Hi, Thank you for the great work!
I’m interested in how mutated sequences affect gene expression, and I read there is a post showing how to do the RNA expression prediction given a sequence (Uploading sequences to AlphaGenome). I found that the RNA-seq expression predictions are given for each nucliotide.
I’m wondering if it is possible to predict the RNA-seq expression on gene level, given a sequence? If not, could you share how to aggregate the predictions per basepair on gene level?
Assuming you don’t want to provide a custom sequence, you can calculate the expression by gene by using score_interval, which takes an interval and generates a “score”, which if you use the GeneMaskScorer will give you a score per gene in the region. Example:
from alphagenome.data import genome
from alphagenome.models import dna_client
from alphagenome.models import interval_scorers
model = dna_client.create('MY_KEY')
interval = genome.Interval('chr1', start=2**20, end=2**20 + 2**20)
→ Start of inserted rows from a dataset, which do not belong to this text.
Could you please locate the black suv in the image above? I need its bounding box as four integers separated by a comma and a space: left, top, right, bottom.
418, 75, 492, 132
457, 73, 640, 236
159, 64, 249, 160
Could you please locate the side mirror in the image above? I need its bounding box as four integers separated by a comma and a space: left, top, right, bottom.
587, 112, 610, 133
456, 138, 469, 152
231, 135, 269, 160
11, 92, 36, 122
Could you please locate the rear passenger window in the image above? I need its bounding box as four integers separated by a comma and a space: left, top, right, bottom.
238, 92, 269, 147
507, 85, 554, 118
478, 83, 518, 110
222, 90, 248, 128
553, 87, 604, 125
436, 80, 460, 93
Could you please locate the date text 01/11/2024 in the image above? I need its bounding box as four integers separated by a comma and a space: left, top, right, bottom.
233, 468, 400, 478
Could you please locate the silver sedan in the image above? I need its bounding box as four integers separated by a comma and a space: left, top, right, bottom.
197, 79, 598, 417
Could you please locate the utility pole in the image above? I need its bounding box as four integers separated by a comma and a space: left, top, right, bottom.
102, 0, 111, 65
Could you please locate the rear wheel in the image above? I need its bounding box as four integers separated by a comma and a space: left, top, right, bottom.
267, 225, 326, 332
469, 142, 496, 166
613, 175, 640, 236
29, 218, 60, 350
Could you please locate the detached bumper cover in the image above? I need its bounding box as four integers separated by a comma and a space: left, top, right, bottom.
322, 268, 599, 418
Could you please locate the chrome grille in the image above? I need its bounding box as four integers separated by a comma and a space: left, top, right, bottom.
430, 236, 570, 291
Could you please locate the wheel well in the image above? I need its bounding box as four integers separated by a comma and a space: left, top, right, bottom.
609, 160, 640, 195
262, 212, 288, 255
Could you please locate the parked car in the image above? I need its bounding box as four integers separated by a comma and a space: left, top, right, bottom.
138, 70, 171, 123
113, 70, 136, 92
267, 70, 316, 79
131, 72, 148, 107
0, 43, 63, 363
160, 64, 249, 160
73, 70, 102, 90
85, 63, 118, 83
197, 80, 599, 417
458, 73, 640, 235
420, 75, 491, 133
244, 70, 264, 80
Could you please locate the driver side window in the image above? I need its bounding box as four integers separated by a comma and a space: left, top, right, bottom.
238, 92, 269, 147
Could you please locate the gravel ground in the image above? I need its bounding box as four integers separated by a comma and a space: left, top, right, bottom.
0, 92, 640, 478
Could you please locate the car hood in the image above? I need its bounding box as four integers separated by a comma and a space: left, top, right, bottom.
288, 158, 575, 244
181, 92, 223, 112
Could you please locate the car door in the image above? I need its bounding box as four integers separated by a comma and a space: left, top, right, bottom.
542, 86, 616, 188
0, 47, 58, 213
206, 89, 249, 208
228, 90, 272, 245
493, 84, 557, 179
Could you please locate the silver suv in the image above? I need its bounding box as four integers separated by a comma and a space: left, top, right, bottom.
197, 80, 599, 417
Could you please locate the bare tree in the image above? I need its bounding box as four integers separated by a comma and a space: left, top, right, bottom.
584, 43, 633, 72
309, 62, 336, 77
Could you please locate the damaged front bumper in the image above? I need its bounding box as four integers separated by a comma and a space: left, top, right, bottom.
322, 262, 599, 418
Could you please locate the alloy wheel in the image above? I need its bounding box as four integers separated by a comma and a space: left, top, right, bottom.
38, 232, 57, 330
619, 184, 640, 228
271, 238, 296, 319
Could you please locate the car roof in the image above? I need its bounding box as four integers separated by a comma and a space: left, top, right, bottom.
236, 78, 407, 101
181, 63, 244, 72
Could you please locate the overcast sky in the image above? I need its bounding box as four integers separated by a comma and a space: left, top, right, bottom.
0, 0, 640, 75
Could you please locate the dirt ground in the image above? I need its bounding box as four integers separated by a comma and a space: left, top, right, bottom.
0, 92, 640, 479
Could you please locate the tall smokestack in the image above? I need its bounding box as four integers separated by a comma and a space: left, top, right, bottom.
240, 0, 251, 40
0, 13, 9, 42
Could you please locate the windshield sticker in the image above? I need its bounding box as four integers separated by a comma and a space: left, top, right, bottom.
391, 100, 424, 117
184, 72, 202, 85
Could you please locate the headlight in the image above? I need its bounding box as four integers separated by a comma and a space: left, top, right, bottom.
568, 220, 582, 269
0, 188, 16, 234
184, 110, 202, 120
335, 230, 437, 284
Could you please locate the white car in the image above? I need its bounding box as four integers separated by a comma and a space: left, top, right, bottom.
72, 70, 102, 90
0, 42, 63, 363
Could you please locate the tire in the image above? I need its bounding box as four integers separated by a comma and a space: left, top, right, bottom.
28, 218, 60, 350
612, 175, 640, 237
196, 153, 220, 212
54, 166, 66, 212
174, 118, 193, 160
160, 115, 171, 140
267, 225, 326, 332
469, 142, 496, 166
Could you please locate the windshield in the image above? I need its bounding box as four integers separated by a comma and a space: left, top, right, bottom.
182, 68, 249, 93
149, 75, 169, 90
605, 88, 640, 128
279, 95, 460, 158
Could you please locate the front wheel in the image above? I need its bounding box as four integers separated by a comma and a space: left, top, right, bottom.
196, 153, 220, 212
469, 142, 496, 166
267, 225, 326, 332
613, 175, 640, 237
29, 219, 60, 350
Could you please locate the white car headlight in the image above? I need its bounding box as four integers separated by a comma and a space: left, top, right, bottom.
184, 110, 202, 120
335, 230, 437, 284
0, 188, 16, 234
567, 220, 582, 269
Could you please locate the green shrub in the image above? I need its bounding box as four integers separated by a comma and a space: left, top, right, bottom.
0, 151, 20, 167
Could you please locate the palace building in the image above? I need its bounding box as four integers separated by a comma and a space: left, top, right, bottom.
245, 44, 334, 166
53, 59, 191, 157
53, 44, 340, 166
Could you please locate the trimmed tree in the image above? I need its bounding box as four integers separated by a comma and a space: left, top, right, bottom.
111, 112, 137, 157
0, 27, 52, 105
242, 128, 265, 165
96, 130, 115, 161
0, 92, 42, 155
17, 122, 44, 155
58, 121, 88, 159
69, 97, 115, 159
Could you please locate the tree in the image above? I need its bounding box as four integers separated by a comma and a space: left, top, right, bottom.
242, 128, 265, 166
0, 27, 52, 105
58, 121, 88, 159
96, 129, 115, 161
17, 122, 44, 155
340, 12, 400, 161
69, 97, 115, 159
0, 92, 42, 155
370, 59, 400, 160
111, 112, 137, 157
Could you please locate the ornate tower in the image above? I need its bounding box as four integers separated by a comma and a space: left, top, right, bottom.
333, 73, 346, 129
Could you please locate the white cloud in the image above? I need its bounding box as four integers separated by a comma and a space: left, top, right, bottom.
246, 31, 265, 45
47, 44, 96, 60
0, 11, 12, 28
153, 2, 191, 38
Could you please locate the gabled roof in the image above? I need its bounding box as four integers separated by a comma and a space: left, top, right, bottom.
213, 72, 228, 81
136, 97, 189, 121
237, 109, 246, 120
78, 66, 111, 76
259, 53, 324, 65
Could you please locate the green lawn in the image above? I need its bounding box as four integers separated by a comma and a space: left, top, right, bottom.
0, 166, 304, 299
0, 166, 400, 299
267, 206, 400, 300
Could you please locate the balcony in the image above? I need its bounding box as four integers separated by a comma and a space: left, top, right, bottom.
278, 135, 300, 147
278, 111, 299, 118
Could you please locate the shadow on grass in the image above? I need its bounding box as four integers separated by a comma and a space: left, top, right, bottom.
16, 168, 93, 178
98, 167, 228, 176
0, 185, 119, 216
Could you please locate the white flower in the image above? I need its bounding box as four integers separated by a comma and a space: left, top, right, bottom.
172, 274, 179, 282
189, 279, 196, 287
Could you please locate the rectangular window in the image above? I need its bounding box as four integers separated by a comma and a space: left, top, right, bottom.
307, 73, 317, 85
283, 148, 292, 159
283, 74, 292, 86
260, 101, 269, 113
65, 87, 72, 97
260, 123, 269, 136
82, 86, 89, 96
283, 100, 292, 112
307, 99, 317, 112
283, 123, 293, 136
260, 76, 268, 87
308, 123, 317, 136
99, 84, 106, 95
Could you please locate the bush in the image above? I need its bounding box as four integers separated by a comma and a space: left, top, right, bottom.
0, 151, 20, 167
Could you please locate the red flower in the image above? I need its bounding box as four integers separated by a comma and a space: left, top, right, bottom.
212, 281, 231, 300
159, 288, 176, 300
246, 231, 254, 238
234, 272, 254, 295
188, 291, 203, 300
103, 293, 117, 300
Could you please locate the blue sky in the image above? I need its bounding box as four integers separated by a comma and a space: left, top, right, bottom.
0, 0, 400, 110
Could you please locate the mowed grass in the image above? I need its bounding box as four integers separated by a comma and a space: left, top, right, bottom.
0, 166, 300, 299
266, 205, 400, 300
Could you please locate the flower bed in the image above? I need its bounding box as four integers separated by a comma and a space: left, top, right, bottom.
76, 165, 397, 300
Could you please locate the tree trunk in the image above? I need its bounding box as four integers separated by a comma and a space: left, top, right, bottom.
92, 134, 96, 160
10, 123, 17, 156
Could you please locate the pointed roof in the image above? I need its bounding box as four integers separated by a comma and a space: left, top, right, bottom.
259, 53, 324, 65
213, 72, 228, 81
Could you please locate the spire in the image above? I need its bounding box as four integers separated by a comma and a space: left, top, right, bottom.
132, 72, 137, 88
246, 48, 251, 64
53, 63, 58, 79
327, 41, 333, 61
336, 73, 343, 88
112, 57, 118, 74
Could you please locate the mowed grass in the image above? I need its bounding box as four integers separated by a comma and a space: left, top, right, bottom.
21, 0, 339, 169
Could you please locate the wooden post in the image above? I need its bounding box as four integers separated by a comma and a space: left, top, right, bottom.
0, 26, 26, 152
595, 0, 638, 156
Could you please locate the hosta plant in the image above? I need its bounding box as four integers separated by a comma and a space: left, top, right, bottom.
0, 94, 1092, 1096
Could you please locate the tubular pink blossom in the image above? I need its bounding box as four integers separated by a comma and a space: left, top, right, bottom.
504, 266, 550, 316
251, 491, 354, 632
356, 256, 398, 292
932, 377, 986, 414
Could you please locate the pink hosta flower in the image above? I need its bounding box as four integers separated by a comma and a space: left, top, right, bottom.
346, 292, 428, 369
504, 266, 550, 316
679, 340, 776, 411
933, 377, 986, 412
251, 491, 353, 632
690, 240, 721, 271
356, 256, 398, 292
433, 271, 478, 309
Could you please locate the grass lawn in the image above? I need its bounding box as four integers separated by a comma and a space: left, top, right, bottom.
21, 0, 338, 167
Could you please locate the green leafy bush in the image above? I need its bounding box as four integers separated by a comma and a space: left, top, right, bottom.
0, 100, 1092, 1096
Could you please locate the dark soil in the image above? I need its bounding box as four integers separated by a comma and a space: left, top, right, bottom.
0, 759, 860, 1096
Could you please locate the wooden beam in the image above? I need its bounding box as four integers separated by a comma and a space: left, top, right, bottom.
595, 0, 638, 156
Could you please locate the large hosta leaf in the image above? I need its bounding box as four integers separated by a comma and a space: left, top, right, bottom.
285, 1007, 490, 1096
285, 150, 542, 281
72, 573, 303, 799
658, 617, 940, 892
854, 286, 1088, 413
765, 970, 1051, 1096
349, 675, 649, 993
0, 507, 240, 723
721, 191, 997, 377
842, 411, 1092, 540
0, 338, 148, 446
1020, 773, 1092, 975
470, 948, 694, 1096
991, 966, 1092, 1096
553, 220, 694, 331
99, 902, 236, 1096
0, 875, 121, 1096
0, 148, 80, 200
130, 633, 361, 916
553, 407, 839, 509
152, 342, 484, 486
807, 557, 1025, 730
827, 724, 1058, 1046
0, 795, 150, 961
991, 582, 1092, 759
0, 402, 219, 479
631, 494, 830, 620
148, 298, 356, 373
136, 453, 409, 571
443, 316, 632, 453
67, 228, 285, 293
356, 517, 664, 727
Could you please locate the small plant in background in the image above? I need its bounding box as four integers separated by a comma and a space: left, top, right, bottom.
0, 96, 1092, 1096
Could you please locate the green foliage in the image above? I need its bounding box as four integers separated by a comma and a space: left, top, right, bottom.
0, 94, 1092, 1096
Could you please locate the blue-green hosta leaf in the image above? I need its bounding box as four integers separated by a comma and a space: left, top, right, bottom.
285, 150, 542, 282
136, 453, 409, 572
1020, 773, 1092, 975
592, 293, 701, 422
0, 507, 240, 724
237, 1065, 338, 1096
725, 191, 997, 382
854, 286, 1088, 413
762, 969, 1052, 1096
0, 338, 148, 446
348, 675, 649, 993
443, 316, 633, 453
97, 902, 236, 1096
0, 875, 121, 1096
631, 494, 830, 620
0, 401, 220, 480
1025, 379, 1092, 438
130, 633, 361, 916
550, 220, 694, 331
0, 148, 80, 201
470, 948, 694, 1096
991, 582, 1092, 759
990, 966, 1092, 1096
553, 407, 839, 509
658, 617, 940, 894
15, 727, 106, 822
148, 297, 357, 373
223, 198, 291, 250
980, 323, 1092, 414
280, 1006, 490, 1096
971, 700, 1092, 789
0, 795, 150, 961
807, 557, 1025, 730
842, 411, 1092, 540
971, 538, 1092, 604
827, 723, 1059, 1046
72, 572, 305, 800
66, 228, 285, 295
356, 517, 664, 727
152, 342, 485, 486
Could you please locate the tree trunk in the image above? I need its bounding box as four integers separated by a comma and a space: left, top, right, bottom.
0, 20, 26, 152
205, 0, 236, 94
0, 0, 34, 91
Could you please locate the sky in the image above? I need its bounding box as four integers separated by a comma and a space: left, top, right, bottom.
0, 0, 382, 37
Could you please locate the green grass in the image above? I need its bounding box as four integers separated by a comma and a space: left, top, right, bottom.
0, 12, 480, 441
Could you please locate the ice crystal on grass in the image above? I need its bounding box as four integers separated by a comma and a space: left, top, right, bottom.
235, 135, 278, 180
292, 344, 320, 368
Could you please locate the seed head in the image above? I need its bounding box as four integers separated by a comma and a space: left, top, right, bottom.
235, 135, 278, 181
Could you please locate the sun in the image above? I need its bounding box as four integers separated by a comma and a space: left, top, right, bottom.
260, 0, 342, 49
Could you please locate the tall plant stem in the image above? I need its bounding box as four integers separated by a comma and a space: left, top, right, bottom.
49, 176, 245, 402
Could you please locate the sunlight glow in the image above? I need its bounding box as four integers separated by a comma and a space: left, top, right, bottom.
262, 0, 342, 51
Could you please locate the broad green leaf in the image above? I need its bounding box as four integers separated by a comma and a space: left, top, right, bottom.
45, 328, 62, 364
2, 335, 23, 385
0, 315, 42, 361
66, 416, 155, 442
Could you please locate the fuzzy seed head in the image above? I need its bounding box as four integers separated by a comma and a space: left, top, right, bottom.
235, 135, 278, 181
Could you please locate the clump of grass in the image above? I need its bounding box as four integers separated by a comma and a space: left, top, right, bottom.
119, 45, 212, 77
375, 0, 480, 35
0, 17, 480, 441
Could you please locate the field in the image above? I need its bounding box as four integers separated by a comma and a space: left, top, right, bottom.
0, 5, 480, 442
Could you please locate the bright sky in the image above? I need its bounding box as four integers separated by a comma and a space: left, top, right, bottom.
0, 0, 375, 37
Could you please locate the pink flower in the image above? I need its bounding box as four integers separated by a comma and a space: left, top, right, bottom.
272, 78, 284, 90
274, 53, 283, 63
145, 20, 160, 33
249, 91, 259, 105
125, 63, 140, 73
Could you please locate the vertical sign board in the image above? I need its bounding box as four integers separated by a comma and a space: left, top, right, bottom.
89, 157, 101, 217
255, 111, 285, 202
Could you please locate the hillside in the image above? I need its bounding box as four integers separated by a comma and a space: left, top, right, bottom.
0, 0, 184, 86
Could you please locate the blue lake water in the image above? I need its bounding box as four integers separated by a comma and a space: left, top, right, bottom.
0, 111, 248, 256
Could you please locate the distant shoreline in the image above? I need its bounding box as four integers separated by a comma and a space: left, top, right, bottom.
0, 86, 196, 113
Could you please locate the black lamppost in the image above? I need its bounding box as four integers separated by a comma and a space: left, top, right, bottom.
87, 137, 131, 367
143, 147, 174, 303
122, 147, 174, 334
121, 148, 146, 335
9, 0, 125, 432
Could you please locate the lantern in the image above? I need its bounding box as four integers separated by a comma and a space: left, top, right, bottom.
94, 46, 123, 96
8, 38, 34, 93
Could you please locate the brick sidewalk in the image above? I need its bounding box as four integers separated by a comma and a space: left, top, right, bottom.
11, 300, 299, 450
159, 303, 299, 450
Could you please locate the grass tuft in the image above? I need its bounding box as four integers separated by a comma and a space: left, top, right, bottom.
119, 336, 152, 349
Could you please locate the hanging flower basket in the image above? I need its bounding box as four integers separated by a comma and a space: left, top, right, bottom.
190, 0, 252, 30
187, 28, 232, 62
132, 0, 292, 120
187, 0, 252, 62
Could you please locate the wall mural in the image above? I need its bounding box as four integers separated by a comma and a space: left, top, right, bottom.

scores = model.score_interval(
interval,
interval_scorers=[
interval_scorers.GeneMaskScorer(
requested_output=dna_client.OutputType.RNA_SEQ,
width=200_001,
aggregation_type=interval_scorers.IntervalAggregationType.MEAN,
)
],
)[0]
If you want to do this on a custom sequence, unfortunately you’ll have to manually aggregate the predictions for each gene region in the prediction. We don’t have much in the way of helpers here, but you’d make a predict_sequence request, get the RNA_SEQ response and then slice and aggregate for each gene.